The Council on Intelligence Issues was established in 2010, but its creation was inspired in part by an event in the 1980’s.  One of the CII co-founders, then a CIA lawyer, was warned that he would be investigated for obstruction of justice if he advised an operations officer who wanted to meet to discuss whether he should get a lawyer before meeting with criminal investigators.  He never forgot that warning and its implications: The ops officer had to fend for himself to obtain legal counsel, and CIA officers need somewhere to turn for legal assistance when CIA and other government agencies cannot help.  

Memory of that incident quickly came to mind in 2009 with the announcement of a criminal investigation of CIA officers for their actions in the conduct of a controversial counterterrorism program.  The program had been approved at the highest levels of government, briefed to members of Congress, and CIA officers had been told the program was legal.  After discussions with government officials, employee and retiree support groups, and others, the now-retired CIA lawyer, George Jameson, and former operations official Bill Murray decided something had to be done to help current and former employees who might not know where to turn for assistance.  

In 2010 they founded the Council on Intelligence Issues, or CII, as an independent non-profit corporation to help employees who need legal or other assistance because of issues arising from their work.  Jameson and Murray obtained early support from former colleagues Mary Ellen Keene, Darlene Connelly, and a number of intelligence experts who joined the CII’s advisory board. These included former policy, operational, and legal officials who had held senior positions such as deputy directors and assistant directors of central intelligence, deputy and acting general counsel, chief information officer, chief financial officer, as well as a former U.S. attorney general and a former White House counsel. The CII also was fortunate to obtain pro bono legal assistance from Robert Rizzi and others in the law firm where he was a partner.  

Refining the Organization

In charting its course and throughout its existence, the CII has consulted with numerous other organizations that serve the interests of employees from CIA and other intelligence agencies. The goals of CII and these other groups are similar in many respects, but those missions and activities are not identical. How the CII functions is reflected in one of its operating principles: There should be “no overlap and no underlap” regarding support to intelligence professionals these groups all seek to serve. The CII’s primary focus is on legal risks and solutions as well as public information.  A spirit of collaboration is alive and well in that regard, with an overall goal being to support those who have acted in good faith service to the Nation.

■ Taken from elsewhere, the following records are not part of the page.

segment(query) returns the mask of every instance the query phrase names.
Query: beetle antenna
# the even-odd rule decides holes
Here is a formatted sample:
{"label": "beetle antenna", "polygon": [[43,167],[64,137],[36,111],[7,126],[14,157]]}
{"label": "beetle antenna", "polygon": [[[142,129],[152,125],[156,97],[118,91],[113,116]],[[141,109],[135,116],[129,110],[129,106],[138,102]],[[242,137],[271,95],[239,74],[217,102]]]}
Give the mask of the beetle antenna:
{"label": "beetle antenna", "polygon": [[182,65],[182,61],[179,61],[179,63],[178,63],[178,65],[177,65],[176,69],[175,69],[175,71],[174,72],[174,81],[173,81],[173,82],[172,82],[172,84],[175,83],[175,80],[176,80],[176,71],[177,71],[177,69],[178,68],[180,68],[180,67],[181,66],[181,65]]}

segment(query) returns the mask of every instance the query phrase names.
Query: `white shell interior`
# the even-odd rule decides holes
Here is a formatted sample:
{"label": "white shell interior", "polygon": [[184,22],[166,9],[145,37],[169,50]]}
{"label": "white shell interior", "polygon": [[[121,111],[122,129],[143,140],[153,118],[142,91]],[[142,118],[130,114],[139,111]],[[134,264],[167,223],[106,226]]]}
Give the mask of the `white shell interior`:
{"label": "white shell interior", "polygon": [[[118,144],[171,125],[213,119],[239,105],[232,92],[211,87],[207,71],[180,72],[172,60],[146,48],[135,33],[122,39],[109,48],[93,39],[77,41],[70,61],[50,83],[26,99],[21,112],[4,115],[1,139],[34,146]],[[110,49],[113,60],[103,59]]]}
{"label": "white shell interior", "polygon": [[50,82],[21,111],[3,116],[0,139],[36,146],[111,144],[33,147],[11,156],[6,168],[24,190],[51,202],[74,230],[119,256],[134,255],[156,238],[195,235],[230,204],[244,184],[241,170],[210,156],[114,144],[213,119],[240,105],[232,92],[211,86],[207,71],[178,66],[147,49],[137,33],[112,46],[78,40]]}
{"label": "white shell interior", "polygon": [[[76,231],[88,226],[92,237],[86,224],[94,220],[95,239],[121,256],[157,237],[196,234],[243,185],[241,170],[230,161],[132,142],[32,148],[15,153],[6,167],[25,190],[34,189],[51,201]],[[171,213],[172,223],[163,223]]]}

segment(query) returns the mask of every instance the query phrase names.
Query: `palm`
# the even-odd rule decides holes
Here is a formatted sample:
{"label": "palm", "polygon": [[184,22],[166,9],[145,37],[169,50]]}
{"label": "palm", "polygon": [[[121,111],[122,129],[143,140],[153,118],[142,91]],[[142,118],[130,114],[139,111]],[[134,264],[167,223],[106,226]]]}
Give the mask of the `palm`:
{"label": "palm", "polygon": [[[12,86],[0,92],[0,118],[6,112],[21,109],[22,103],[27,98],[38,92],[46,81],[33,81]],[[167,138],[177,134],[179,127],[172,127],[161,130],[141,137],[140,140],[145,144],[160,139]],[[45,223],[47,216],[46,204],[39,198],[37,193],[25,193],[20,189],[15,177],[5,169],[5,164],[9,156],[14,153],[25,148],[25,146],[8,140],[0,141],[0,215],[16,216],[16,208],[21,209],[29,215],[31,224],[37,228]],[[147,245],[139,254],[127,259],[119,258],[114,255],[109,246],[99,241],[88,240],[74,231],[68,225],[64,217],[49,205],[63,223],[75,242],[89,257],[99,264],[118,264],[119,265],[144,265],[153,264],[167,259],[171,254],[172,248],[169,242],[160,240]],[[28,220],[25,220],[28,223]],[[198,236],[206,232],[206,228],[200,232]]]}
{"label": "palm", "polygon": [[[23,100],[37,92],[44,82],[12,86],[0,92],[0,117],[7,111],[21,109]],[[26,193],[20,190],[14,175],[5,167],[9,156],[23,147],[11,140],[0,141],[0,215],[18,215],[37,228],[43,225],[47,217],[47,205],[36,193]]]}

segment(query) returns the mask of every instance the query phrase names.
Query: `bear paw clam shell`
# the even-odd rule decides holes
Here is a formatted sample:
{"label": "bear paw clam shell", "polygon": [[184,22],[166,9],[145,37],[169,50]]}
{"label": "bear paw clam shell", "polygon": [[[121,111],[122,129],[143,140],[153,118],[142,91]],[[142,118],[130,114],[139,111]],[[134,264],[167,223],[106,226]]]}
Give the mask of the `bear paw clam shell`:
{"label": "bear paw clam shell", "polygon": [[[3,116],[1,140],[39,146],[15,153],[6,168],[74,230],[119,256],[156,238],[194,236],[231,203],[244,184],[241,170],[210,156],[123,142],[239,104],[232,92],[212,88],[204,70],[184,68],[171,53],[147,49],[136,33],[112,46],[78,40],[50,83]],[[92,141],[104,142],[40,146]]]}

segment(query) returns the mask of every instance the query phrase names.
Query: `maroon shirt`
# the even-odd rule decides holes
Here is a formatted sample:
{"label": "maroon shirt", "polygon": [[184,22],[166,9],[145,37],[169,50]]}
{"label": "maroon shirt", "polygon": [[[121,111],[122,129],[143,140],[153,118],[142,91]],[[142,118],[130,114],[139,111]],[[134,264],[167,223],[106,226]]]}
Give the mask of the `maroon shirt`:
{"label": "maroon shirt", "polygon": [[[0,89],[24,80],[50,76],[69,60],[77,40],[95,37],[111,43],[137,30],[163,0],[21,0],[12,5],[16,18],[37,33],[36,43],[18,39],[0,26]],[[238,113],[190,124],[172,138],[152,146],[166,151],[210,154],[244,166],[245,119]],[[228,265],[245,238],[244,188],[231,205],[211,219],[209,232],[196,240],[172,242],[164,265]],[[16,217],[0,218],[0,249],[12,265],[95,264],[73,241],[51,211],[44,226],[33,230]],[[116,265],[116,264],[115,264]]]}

In September 2018 and early 2019 the CII’s founders invited several distinguished public and private sector leaders, all former CIA officials, to join the Board of Directors.  Joining Jameson and Murray on the CII Board were Charles Campbell, Mary Corrado, Dawn Eilenberger, John Nelson, Alan Wade, and John Gannon. Mr. Gannon, formerly the advisory board chairman, was elected chairman of the CII Board of Directors.  Over the next 3 years they guided CII as it approached its second decade of operations.  Joined by new Board member and former CIA Deputy Vaughn Bishop, the Board developed and is implementing its strategic plan, engaged in planning and presenting several webinar events in collaboration organizations such as the International Spy Museum and American Bar Association, and strengthened its reputation as an entity committed to the best interests of intelligence officers and an informed public.  Since 2022, the Board has seen the departure of Vaughn Bishop, John Nelson, and Charles Campbell and the arrival of former officers Andrew Makridis and Dawn Meyerriecks

CII Tomorrow. This evolution, additions, and vital support from CII’s advisory committee reflect CII’s commitment to a vigorous and collaborative effort to further the CII’s goals of both assisting CIA and other intelligence employees and increasing the public’s awareness of the challenges they face and the value they add to America’s national security efforts.  

Historical Note. The term “CII” represents the Roman numeral “102” which is the section in the National Security Act of 1947 that established the Central Intelligence Agency, the first public intelligence organization reflected in statute. 

CII Board of Directors Today.  The CII’s Board of Directors is an integral part of the exciting steps being taken to become a vibrant and effective voice to support CIA and other intelligence officers for their good faith service to the Nation and to offer informational programs that enhance the public’s awareness of the challenges and risks facing intelligence officers.